‘Oh! why am I not ten years older!’ Diana cried, and tried to face round to him, and stopped paralyzed. ’Ten years older, I could discuss my situation, as an old woman of the world, and use my wits to defend myself.’
‘And then you would not dream of flight before it!’
’No, she does not read me: no! She saw that I might come to The Crossways. She—no one but myself can see the wisdom of my holding aloof, in contempt of this baseness.’
’And of allowing her to sink under that which your presence would arrest. Her strength will not support it.’
‘Emma! Oh, cruel!’ Diana sprang up to give play to her limbs. She dropped on another chair. ’Go I must, I cannot turn back. She saw my old attachment to this place. It was not difficult to guess . . . Who but I can see the wisest course for me!’
’It comes to this, that the blow aimed at you in your absence will strike her, and mortally,’ said Redworth.
‘Then I say it is terrible to have a friend,’ said Diana, with her bosom heaving.
‘Friendship, I fancy, means one heart between two.’
His unstressed observation hit a bell in her head, and set it reverberating. She and Emma had spoken, written, the very words. She drew forth her Emma’s letter from under her left breast, and read some half-blinded lines.
Redworth immediately prepared to leave her to her feelings—trustier guides than her judgement in this crisis.
‘Adieu, for the night, Mrs. Warwick,’ he said, and was guilty of eulogizing the judgement he thought erratic for the moment. ’Night is a calm adviser. Let me presume to come again in the morning. I dare not go back without you.’

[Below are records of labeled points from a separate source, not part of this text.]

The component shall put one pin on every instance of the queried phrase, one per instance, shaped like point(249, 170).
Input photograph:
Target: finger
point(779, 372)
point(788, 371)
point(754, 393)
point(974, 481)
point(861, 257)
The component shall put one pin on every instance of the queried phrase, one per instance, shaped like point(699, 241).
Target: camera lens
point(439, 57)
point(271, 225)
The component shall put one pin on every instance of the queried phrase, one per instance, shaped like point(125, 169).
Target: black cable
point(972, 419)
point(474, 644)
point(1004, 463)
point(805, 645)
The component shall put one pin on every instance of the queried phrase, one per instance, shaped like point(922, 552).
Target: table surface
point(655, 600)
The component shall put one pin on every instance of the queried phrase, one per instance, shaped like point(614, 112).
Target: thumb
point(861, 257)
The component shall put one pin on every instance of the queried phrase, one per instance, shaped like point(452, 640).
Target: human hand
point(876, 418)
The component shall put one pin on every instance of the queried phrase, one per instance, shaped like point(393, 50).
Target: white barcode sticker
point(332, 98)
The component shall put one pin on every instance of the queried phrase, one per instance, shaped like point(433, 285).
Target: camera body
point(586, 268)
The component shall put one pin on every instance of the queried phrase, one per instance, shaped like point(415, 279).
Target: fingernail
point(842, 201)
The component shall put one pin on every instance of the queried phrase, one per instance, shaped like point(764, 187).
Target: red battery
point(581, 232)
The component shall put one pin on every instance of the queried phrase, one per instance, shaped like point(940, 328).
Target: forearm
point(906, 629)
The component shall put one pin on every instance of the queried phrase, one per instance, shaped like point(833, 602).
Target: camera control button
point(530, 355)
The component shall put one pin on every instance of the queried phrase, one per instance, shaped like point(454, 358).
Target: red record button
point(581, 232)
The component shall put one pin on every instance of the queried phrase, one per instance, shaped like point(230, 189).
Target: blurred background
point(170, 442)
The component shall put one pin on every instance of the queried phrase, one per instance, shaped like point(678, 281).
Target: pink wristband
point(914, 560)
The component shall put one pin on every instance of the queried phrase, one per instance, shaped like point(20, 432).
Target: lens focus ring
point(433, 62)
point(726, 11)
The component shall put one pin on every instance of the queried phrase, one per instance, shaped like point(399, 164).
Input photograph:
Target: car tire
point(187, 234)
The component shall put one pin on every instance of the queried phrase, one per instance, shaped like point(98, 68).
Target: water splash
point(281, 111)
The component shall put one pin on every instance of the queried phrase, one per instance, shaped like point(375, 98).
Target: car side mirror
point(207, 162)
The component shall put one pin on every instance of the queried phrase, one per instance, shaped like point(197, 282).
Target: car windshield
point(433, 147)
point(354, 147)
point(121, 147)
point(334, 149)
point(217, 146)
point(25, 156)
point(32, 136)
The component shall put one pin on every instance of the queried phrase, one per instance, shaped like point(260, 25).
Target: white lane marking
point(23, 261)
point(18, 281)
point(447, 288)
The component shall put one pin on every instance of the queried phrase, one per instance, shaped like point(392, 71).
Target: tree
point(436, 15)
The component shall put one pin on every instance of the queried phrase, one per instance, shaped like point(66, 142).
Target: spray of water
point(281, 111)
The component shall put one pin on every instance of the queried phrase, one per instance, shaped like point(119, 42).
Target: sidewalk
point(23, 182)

She looked up. As they faced together each saw that the other had passed through a furnace, scorching enough to him, though hers was the delicacy exposed. The reflection had its weight with her during the night.
‘Danvers is getting ready a bed for you; she is airing linen,’ Diana, said. But the bed was declined, and the hospitality was not pressed. The offer of it seemed to him significant of an unwary cordiality and thoughtlessness of tattlers that might account possibly for many things— supposing a fool or madman, or malignants, to interpret them.
‘Then, good night,’ said she.
They joined hands. He exacted no promise that she would be present in the morning to receive him; and it was a consolation to her desire for freedom, until she reflected on the perfect confidence it implied, and felt as a quivering butterfly impalpably pinned.
CHAPTER X
THE CONFLICT OF THE NIGHT
Her brain was a steam-wheel throughout the night; everything that could be thought of was tossed, nothing grasped.
The unfriendliness of the friends who sought to retain her recurred. For look—to fly could not be interpreted as a flight. It was but a stepping aside, a disdain of defending herself, and a wrapping herself in her dignity. Women would be with her. She called on the noblest of them to justify the course she chose, and they did, in an almost audible murmur.